Anmerkung der Redaktion (2. August 2023):
Als dieser Text von Fabian Wolff in der Jüdischen Allgemeinen erschien, glaubte die Redaktion Wolffs Auskunft, er sei Jude. Inzwischen hat sich Wolffs Behauptung als unwahr herausgestellt.
So beginnen präzise Analysen der Lage im Nahen Osten: »Ich weiß sehr wenig über die ägyptische Politik«, gibt Roger Waters in einem YouTube-Video zu. Das hält ihn – We don’t need no education im Kopf – aber nicht davon ab, in den nächsten zehn Minuten allgemeine Ratschläge zur Lösung des Nahostkonflikts zu erteilen und die Ägypter zur Solidarität mit den Palästinensern aufzufordern.
Bisher war Waters vor allem als kreativer Kopf von »Pink Floyd« bekannt, die in den Siebzigern mit Alben wie Animals und Dark Side of the Moon zu den Königen des Prog-Rocks wurden. Als sonderlich politischer Künstler trat Waters dabei nicht in Erscheinung, sieht man von hellsichtigen Warnungen vor fliegenden Riesenschweinen und marschierenden Hämmern ab. In den letzten Jahren aber hat der Popmusiker sich ganz leise zum lauten pro-palästinensischen und anti-israelischen Aktivisten entwickelt.
Apartheid Als Sprecher des »Russell Tribunal on Palestine« durfte er Ende November, am »Tag der Solidarität mit dem palästinensischen Volk«, sogar vor der UN auftreten. Dort bezichtigte Waters Israel der Apartheid, ethnischer Säuberungen und diverser Kriegsverbrechen. Er forderte seine Zuhörer auf, sich vorzustellen, was passiert, wenn Phosphor »in Berührung mit der Haut eines Kindes kommt« – das Gleiche wie bei der Haut eines Erwachsenen, sollte man meinen.
Überhaupt, die Kinder: Raketen auf zivile Gebiete in Israel seien zwar »falsch«, stellte Waters fest.

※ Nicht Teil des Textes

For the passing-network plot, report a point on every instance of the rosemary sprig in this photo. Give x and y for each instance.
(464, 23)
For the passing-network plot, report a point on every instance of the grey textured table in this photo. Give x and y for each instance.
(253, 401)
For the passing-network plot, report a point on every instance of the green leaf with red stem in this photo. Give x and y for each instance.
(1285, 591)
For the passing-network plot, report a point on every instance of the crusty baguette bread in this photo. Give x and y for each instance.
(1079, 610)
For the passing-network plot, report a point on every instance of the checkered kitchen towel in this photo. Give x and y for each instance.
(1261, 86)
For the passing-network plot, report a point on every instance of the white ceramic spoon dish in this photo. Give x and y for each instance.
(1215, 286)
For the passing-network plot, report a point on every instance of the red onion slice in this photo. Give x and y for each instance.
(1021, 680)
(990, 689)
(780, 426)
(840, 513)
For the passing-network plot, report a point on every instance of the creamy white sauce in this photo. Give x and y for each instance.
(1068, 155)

Wenn man sich aber zum Beispiel den palästinensischen Jungen, der von einem israelischen Soldaten beim Fußballspielen erschossen wurde, vor Augen führe, würden diese Raketen ... was? »Ex iniuria ius non oritur« (Aus Unrecht entsteht kein Recht) – sagte Waters und meinte damit Israel.
trend Originell ist das alles nicht. Man hat es so oder ähnlich schon (zu) oft gehört. Auch, dass in Gaza Pazifisten an der Macht sind: »Wo ich herkomme, wissen wir nichts davon, dass die Hamas zu Frieden nicht bereit ist.« Mal ganz abgesehen vom Wahrheitsgehalt dieser Aussage wundert es, wenn ein Brite aus Surrey von »uns New Yorkern« spricht, nur weil er seit noch nicht mal zehn Jahren auf Long Island lebt.

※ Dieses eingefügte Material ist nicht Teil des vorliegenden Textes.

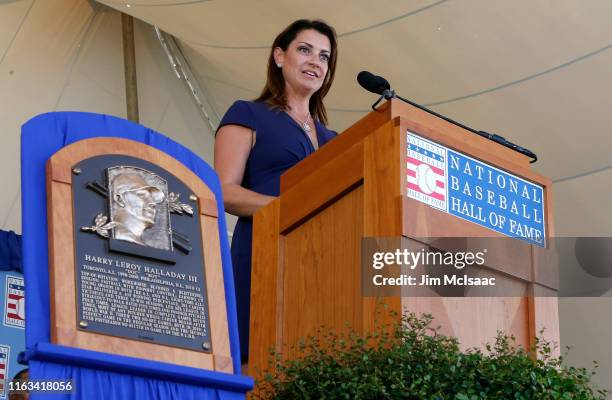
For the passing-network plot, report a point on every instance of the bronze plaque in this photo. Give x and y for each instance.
(139, 262)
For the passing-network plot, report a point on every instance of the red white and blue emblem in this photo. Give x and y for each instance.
(426, 170)
(472, 190)
(14, 313)
(4, 359)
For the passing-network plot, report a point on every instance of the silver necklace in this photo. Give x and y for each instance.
(305, 127)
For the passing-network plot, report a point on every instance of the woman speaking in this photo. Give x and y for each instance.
(259, 140)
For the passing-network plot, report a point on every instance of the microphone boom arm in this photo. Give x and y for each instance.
(390, 94)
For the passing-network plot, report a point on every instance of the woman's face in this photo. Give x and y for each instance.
(305, 62)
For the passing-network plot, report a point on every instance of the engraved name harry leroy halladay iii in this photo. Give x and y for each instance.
(141, 276)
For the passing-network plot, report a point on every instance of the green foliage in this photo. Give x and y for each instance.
(412, 360)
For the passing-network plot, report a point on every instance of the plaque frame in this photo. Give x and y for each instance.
(62, 279)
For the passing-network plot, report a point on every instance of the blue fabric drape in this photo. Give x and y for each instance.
(41, 137)
(10, 251)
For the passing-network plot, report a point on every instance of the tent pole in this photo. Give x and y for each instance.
(129, 66)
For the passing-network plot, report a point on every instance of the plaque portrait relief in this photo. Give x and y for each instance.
(140, 270)
(137, 207)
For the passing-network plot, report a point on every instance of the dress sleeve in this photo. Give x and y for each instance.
(240, 113)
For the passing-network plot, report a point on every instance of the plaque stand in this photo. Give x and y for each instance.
(56, 345)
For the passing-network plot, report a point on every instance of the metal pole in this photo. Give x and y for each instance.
(129, 64)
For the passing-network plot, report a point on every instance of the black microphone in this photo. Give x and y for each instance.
(379, 85)
(373, 83)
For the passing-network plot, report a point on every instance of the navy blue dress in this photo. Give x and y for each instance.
(280, 144)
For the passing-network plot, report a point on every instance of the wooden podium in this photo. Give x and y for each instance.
(307, 243)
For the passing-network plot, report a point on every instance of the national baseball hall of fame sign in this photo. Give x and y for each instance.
(140, 276)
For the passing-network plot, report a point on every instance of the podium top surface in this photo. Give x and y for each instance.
(434, 128)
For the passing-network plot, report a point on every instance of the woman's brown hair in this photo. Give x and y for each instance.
(273, 92)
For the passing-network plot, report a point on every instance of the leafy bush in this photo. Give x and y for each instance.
(412, 360)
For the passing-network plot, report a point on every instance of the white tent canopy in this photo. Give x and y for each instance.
(538, 73)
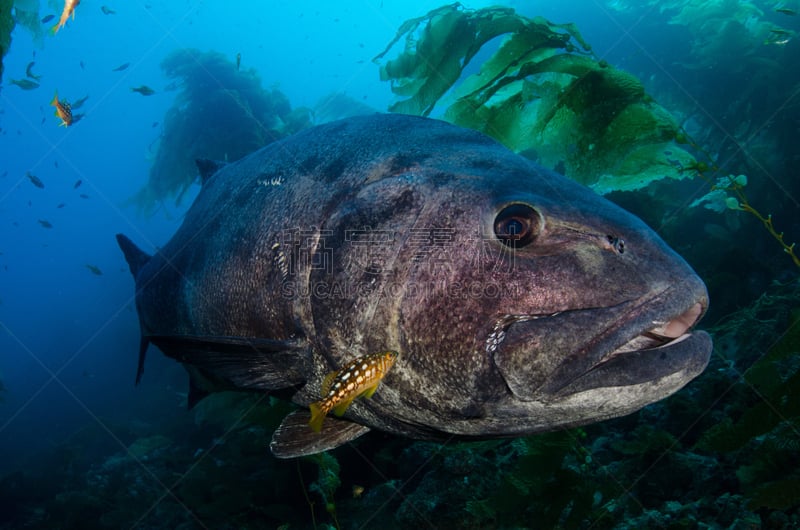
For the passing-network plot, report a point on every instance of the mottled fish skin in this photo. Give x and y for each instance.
(519, 300)
(359, 377)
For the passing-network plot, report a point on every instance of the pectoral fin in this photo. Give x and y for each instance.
(293, 438)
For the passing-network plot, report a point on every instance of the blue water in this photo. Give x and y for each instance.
(69, 337)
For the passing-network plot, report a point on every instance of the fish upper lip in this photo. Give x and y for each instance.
(655, 348)
(663, 333)
(642, 340)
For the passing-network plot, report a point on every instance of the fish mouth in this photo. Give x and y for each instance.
(655, 352)
(633, 343)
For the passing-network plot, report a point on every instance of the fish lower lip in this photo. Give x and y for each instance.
(663, 334)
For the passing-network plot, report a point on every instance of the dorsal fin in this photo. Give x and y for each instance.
(207, 168)
(135, 256)
(328, 382)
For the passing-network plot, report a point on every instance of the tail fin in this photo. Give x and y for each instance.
(135, 256)
(317, 417)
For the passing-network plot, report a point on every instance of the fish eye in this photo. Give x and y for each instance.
(517, 225)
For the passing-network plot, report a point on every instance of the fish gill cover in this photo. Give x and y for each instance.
(542, 93)
(221, 113)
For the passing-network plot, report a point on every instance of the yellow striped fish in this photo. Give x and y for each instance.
(360, 377)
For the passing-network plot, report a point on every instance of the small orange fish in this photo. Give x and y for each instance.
(360, 377)
(63, 111)
(69, 9)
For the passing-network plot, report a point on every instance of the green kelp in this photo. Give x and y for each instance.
(220, 113)
(542, 93)
(6, 27)
(759, 432)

Mit einem weiteren bedeutungsschwangeren »Wir« und ein paar Tränen in der Stimme schloss Waters seinen Bericht, nicht ohne aber auch einen Schimmer Hoffnung zu verbreiten: »Um mit Bob Dylan zu sprechen: The times, they are a-changin’.« Das wird Dylan, der Israel schon vor Jahren in dem Song Neighborhood Bully gegen Kritik von der Watersschen Sorte vehement verteidigt hat, sicher unheimlich gefreut haben.

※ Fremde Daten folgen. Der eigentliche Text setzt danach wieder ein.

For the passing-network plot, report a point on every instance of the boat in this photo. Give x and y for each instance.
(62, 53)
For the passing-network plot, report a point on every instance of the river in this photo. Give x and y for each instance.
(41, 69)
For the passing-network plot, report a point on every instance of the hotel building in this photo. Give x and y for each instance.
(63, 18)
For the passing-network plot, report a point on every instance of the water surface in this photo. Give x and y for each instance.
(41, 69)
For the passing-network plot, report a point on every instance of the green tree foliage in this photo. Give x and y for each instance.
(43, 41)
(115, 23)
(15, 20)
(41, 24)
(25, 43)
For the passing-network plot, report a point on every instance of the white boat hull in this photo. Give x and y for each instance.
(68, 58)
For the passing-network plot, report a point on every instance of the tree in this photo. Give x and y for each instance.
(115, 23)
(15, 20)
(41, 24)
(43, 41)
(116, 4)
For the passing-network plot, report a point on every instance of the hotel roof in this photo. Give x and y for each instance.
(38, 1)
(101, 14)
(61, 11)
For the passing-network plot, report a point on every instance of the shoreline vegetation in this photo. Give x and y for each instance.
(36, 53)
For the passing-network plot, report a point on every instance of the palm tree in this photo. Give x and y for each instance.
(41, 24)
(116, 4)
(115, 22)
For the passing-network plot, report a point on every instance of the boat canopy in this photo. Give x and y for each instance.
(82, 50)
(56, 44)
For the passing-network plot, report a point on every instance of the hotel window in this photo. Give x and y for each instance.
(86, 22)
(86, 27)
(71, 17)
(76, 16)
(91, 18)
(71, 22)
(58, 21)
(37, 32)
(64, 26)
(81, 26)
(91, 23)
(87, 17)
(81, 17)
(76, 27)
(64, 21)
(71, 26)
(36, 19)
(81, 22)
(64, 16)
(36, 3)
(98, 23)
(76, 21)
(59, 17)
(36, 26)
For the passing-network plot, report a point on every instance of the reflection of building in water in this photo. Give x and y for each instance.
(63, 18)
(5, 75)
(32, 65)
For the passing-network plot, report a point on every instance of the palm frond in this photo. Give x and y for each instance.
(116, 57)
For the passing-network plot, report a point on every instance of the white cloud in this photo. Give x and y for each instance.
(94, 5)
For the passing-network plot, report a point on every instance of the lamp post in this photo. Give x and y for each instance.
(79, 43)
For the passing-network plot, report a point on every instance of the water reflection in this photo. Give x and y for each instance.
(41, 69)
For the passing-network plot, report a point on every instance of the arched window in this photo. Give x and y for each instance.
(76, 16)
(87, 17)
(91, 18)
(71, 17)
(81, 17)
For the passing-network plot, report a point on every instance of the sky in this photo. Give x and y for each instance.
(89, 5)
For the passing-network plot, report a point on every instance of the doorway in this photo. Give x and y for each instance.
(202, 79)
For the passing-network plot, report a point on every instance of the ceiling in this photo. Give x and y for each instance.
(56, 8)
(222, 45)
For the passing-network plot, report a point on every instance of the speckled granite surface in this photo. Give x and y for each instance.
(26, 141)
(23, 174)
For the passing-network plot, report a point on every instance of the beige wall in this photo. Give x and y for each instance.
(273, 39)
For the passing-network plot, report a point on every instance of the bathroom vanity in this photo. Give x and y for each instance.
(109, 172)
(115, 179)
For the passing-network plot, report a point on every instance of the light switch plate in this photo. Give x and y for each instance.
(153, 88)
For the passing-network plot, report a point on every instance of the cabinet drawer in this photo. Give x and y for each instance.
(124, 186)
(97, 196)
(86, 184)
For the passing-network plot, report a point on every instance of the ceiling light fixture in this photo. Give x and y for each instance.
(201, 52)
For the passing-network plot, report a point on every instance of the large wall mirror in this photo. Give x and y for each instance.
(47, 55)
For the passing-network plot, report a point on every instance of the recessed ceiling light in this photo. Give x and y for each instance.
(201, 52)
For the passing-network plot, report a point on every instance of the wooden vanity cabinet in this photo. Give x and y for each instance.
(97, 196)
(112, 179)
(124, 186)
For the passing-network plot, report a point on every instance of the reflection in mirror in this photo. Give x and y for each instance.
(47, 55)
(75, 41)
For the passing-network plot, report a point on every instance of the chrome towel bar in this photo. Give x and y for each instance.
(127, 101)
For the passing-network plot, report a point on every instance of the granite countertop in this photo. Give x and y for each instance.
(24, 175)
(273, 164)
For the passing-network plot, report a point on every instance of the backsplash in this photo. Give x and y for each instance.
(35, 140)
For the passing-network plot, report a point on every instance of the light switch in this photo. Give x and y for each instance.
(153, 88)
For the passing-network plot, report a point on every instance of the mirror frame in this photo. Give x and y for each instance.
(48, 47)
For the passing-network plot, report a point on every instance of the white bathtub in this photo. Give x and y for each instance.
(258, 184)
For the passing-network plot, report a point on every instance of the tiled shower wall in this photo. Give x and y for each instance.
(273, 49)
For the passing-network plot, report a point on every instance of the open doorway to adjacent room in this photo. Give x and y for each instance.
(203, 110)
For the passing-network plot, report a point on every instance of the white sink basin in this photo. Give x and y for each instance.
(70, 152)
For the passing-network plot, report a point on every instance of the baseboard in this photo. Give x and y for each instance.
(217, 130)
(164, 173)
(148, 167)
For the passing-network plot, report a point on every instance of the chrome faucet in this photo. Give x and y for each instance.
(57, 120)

Mit seinen Ausfällen ist Roger Waters Teil einer alten Tradition: englische Popmusiker mit dummen bis ekligen politischen Ansichten. Morrissey kokettiert seit fast 30 Jahren mit seinem Rassismus. Eric Clapton hat in den 70ern als Unterstützer von Enoch Powell gefordert, dass »England weiß bleiben soll«. Clapton und Waters haben sich sogar schon gemeinsam politisch engagiert, als beide gegen ein Verbot der Fuchsjagd eintraten. »Israelkritik« ist in England seit etlichen Jahren sowieso Trendsport in der Populärkultur geworden. Vorreiter ist dabei der Regisseur Ken Loach, der sich sogar weigert, an Filmfestivals mit israelischen Beiträgen teilzunehmen.
The wall Ob man als Konsument wegen solcher Haltungen nicht nur die Künstler, sondern auch deren Kunst meiden soll, muss jeder für sich selbst entscheiden. Waters, der Israel-Boykotte als »Maßnahme der Liebe« beschreibt, vermischt aber beides immer wieder. Vor der UN zitierte er seinen Song The Gunner’s Dream und deutet heutzutage gerne sein legendäres Album The Wall, eigentlich ein recht intimes Statement über private Entfremdung, zum prophetischen politischen Manifest um – schließlich steht im Nahen Osten ja auch eine Mauer, das darf man nicht ungenutzt lassen.
Sogar einen Song for Palestine hat Waters geschrieben, in dem er allen Ernstes »We Shall Overcome« verkündet. Auch wenn der Pink-Floyd-Veteran ehrlich glaubt, zu diesem »We« zu gehören: Fünf Minuten altbekanntes Gitarrengegniedel hilft bei der Lösung des Nahostkonflikts auch nicht weiter.